Embedded in curriculum
L 2.2AI visual exploration, Figma Make, Vibe Coding foundations
L 3AI-assisted creation, Vibe Coding as production methodology
AI tools appear in 2 of 4 curriculum levels — not as an add-on elective, but as a core assessed skill at each level.
Figma Make
Level 2.2
Figma's native AI prototyping layer. Designers learn to generate UI components, layouts, and interactions from natural language — then evaluate, edit, and integrate the output into their design files with intent.
  • Prompting for specific component states and variants
  • Evaluating AI output against design system constraints
  • Rapid concept generation for stakeholder alignment
Prompting for Designers
Level 2.2
Structured prompting methodology adapted for visual communication.
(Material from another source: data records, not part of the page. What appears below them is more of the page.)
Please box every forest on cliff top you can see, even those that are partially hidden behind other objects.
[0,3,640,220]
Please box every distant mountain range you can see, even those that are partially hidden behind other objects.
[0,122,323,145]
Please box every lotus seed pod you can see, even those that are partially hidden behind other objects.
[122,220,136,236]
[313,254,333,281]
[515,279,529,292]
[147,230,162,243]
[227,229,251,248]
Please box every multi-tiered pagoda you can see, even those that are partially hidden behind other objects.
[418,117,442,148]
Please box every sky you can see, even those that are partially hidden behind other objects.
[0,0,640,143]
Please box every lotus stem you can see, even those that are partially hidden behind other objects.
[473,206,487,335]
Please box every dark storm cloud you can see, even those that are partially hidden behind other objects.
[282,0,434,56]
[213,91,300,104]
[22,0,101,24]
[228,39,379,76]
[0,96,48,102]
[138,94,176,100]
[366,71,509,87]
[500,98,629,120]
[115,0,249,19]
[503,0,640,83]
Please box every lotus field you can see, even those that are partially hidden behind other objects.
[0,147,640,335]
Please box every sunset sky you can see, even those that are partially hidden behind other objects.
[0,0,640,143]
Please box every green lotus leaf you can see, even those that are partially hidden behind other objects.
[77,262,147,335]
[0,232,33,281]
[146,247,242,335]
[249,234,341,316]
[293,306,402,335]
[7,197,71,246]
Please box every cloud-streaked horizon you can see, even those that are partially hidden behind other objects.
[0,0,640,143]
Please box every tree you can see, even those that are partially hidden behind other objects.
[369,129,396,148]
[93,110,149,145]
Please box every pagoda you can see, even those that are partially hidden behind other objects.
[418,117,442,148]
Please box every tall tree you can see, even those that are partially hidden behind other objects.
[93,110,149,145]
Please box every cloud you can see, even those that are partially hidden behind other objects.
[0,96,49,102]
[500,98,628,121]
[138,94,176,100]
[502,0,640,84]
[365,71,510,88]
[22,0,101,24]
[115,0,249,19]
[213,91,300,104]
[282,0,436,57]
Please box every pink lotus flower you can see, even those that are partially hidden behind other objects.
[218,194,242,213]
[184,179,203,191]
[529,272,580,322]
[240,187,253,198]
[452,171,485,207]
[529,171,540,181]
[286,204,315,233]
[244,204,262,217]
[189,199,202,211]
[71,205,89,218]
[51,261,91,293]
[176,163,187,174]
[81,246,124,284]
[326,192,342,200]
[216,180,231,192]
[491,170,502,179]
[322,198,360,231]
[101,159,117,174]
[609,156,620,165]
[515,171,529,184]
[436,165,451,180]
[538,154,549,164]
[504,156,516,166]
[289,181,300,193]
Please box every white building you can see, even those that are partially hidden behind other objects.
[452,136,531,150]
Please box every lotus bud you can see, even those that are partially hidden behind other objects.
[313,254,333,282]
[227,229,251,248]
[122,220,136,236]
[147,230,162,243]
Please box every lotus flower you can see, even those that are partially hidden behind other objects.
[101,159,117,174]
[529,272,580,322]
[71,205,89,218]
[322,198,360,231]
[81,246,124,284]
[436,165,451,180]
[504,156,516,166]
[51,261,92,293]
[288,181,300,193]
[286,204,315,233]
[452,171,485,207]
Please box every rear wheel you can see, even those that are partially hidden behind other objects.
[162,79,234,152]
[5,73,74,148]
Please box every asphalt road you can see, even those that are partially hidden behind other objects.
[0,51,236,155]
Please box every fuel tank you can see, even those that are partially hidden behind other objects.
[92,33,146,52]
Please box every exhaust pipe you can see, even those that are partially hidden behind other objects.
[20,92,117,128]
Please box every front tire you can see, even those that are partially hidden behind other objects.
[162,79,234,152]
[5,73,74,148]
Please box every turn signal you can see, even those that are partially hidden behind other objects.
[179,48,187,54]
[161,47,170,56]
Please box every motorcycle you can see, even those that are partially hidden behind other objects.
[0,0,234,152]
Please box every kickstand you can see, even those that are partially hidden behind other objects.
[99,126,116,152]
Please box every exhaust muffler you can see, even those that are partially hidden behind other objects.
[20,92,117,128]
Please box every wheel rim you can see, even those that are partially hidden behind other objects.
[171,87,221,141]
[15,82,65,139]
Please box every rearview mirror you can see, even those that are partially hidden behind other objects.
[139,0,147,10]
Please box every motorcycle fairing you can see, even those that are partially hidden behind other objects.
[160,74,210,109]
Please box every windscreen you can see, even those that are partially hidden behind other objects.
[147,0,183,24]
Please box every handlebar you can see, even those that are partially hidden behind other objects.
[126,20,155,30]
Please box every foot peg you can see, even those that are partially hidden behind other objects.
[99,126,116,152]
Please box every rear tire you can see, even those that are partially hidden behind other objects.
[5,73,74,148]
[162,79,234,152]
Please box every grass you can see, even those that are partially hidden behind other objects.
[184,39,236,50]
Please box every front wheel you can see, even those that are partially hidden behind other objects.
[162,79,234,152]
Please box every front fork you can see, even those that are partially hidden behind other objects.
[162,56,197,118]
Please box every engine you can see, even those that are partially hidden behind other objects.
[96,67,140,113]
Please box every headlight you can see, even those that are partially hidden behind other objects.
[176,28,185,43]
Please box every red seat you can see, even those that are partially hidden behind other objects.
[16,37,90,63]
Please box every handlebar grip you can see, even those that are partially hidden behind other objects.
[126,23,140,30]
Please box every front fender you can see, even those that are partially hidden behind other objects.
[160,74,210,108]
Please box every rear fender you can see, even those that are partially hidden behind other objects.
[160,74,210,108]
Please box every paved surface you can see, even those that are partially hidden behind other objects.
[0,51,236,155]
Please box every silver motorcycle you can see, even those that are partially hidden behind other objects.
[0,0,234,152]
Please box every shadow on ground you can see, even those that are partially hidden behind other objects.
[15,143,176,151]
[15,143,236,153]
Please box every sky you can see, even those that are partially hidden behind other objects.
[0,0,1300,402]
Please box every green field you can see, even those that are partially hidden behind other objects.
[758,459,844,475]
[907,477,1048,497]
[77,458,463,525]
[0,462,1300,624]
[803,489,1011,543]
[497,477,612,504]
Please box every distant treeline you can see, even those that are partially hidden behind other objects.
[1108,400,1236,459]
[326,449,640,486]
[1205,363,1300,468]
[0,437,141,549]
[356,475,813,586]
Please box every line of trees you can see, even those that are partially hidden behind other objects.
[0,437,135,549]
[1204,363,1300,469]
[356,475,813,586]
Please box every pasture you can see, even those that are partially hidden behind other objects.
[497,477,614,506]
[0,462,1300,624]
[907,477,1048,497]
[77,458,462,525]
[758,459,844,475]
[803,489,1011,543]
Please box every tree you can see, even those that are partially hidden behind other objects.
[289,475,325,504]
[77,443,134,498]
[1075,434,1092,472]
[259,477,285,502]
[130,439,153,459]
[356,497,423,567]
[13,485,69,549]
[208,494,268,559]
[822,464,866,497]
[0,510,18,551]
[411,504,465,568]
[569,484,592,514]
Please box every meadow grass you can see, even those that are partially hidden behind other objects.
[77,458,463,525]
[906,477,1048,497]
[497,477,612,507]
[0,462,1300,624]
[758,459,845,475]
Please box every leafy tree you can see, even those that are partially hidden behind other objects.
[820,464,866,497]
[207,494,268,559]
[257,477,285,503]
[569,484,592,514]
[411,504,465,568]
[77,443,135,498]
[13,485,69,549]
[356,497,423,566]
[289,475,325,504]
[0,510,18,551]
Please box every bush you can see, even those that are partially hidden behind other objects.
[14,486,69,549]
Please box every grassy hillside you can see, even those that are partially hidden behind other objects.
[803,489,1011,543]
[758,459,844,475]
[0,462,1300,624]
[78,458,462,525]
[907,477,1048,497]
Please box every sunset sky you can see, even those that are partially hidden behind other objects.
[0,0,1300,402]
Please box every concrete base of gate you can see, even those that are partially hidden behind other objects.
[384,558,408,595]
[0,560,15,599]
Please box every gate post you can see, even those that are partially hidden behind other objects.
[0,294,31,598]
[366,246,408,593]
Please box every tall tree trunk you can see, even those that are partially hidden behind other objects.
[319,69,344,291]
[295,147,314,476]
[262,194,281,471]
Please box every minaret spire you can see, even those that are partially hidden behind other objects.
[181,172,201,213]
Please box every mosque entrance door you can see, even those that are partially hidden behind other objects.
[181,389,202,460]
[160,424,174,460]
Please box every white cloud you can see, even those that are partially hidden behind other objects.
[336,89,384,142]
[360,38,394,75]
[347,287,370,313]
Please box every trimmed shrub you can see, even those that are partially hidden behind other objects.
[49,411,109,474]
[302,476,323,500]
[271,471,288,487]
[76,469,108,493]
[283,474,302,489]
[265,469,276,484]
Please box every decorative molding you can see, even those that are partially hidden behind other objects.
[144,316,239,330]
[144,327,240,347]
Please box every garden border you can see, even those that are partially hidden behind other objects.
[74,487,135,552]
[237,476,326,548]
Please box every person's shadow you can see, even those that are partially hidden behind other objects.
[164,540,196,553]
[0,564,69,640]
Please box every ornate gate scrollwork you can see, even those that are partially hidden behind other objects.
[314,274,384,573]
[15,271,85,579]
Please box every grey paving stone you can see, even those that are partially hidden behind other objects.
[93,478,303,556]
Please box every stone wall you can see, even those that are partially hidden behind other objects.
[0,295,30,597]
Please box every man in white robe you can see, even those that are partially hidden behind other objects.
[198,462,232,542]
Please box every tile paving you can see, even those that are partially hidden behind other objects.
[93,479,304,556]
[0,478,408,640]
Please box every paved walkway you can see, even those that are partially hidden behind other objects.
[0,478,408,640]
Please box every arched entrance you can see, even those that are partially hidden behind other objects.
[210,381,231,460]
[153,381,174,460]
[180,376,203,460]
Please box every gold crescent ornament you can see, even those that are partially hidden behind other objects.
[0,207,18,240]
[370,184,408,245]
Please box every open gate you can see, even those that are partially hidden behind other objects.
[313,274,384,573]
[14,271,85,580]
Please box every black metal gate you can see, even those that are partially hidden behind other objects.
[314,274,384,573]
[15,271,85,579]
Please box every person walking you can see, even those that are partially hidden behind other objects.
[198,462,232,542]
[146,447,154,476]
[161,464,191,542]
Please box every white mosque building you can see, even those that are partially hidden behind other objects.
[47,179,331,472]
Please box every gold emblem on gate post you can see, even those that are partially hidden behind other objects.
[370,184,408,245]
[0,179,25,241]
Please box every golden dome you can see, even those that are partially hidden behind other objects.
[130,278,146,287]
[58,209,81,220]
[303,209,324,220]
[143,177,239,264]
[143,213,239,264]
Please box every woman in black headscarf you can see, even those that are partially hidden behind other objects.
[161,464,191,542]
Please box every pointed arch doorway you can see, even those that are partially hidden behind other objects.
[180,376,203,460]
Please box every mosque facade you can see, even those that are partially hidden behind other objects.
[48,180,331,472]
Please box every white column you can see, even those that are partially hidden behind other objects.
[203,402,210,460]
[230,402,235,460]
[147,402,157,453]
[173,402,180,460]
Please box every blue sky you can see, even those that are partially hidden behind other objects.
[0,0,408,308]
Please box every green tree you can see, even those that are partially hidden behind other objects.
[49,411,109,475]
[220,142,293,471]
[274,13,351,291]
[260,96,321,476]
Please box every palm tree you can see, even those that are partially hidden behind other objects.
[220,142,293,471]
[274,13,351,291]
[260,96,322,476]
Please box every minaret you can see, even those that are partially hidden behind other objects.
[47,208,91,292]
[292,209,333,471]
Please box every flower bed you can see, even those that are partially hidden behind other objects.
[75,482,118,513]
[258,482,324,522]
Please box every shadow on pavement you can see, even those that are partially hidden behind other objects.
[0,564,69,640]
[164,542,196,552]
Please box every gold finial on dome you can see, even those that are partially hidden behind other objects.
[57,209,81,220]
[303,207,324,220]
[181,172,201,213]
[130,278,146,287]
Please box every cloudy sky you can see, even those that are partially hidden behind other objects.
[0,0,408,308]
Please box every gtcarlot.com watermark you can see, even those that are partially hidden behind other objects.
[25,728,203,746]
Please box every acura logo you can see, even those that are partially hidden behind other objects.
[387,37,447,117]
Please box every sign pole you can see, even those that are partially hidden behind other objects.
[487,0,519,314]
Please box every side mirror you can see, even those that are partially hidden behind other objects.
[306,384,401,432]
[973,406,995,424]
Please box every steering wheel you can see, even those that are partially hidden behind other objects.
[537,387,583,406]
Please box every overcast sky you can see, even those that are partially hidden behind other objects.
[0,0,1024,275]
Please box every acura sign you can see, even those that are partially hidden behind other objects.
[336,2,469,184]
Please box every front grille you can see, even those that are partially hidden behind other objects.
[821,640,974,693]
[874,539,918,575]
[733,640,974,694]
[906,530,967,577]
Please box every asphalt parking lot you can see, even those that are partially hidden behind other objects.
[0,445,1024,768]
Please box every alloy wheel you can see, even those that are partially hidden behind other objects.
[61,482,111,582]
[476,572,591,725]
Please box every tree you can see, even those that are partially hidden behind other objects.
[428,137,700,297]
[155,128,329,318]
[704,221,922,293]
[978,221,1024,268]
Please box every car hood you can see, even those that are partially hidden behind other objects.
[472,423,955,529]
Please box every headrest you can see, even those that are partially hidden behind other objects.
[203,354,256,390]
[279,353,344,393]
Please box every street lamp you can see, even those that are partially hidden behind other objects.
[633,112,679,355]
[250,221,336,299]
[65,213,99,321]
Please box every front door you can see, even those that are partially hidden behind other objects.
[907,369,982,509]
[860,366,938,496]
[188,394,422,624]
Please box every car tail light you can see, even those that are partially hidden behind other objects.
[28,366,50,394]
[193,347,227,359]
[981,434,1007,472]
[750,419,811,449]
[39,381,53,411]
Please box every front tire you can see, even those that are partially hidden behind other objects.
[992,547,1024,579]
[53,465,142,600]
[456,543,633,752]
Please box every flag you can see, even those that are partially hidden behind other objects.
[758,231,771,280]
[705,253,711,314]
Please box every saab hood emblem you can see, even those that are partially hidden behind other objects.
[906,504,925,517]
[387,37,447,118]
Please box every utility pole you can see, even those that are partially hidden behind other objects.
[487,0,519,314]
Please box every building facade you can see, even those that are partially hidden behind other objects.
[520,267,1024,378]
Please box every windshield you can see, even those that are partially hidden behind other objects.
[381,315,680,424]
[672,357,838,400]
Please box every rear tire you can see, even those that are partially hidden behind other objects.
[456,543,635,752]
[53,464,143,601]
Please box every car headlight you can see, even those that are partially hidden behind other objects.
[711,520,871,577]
Designers learn how to specify aesthetic intent, interaction behavior, and brand constraints in language that generative AI can act on reliably.
  • Prompt anatomy: role, context, constraint, output format
  • Iterative refinement — going from concept to production-ready direction
  • Visual style prompting — communicating aesthetics in language
Vibe Coding
L 2.2 + L 3
Design-driven code generation as a product methodology. Designers learn to generate, evaluate, and ship real interface code using AI — bridging the gap between design files and running products without needing to become engineers.
  • From Figma frame to live HTML/CSS in a single session
  • Reading and editing AI-generated code with confidence
  • Vibe Coding as a presentation and prototyping tool at Level 3
Outcomes & projections

What Digital Makers
is building.

4
Curriculum levels designed from scratch — from UI fundamentals to executive storytelling and handoff
13
Coaches across specializations — program developed and run entirely in-house by senior practitioners
13+
Designers in the cohort across CL7–CL11 levels, growing their craft in a structured, coach-led path
2/4
Curriculum levels with AI tools embedded as assessed skills — generative AI as a design discipline, not an add-on
Teaching compounds expertise
Designing a curriculum forces a kind of clarity that project work rarely demands. You cannot teach something you only half-understand. Building Digital Makers sharpened my own grasp of UI fundamentals, component systems, and what makes AI integration actually stick — because I had to make it teachable.
AI as a first-class design skill
Embedding AI tools in the curriculum — rather than mentioning them as optional extras — changes how the entire cohort thinks about their toolkit. When Figma Make and Vibe Coding are assessed skills rather than side experiments, designers build genuine fluency instead of anxious familiarity.
Community of practice beats training
The coach model means knowledge stays in the organization. Thirteen senior designers teaching their own craft — not an external trainer who leaves — creates a living community of practice. The designers who graduate Digital Makers become the next generation of coaches.